Il racconto di Sandra (nome di fantasia) abbandonata dalla mamma e picchiata dall'uomo che amava

Mercoledì 02 Giugno 2021, 10:14

Una storia al contrario. Dalla luce, a ritroso negli anni e negli antri di un rapporto malsano. Un uomo condannato per dodici capi d’accusa diversi (uno peggior dell’altro se si volesse immaginare una scala) dal tribunale di Taranto, tanto forte nello sferrare pugni al volto di sua moglie quanto vigliacco da sparire, ora che deve scontare una pena.
Forza coi deboli e vigliaccheria quotidiana, penoso refrain. Ancora più specie però fa che il papà di Sandra, protagonista dell’ultima pagina in ordine di tempo di «Voci dall’Inferno», sia un uomo dello Stato. Uno che ha sempre indossato la divisa, padre di cinque figli che vivono in parti diverse d’Italia, persona perbene che ha combattuto la mafia.
«Non ho mai raccontato niente a papà - singhiozza lei -, papà mio…lui non sapeva». Due colpi assestati dritti nello stomaco uno appresso all’altro, quel silenzio e quei singulti. Difficile ascoltare e scrivere addomesticando il cuore alla resistenza. Perché Sandra è una bimba di 30 anni, una vita appena venuta al mondo. Una che fa tenerezza, ché ancora non ha capito quale gusto di gelato le sia preferito. Non ha avuto il tempo di conoscersi, di scegliere, di amarsi.

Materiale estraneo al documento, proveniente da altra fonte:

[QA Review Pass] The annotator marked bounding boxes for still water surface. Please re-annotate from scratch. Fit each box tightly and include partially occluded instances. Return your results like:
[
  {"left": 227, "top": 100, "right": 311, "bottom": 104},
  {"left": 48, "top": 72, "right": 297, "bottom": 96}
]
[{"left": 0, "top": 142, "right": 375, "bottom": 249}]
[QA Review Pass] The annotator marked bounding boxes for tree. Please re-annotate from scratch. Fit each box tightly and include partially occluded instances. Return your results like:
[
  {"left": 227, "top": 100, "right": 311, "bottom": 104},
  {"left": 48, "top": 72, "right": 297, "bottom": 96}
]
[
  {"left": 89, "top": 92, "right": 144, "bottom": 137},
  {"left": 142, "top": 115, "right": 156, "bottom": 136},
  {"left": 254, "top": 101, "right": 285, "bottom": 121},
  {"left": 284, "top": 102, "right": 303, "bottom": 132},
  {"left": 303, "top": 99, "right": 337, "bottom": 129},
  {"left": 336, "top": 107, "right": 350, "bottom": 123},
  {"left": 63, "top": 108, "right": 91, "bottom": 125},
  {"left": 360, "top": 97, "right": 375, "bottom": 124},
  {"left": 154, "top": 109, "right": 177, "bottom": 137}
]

«Sono nata dall’uovo di Pasqua», ha sempre ripetuto a chi le chiedesse delle sue origini.
«A due anni sono stata abbandonata da mamma che mi ha lasciato vicino casa dei nonni, non ho mai superato. La sindrome dell’abbandono mi ha accompagnato ogni giorno», come un cappio al collo che toglie ossigeno. «Non ho mai usato l’espressione “mamma che dolore”, per non usare quella parola, mamma…troppo male dentro».
Ogni tempesta viene preannunciata da un lampo, poi dal tuono. Il fragore e giù la pioggia, la cui durata è variabile a seconda di quanto siano cariche le nubi.
Per Sandra è stato così. Ora, a fare ordine, qualche giorno fa la condanna a due anni e rotti di lui. Una vittoria, nero su bianco. Poi occorre ricominciare dai graffi dell’anima.
«Lo hanno condannato per tutto - ripete la donna -, i maltrattamenti in famiglia, lo stalking, per quando mi ha fracassato la testa causandomi trauma cranico, per gli 800 messaggi whatsapp che pareva di sentire le frasi di Shining, e poi le minacce di morte, quei “sto venendo a prenderti, arrivo”, e il cazzotto in faccia che mi ha fatto cadere a terra priva di sensi, le minacce alle mie amiche perché mi avevano aiutato…».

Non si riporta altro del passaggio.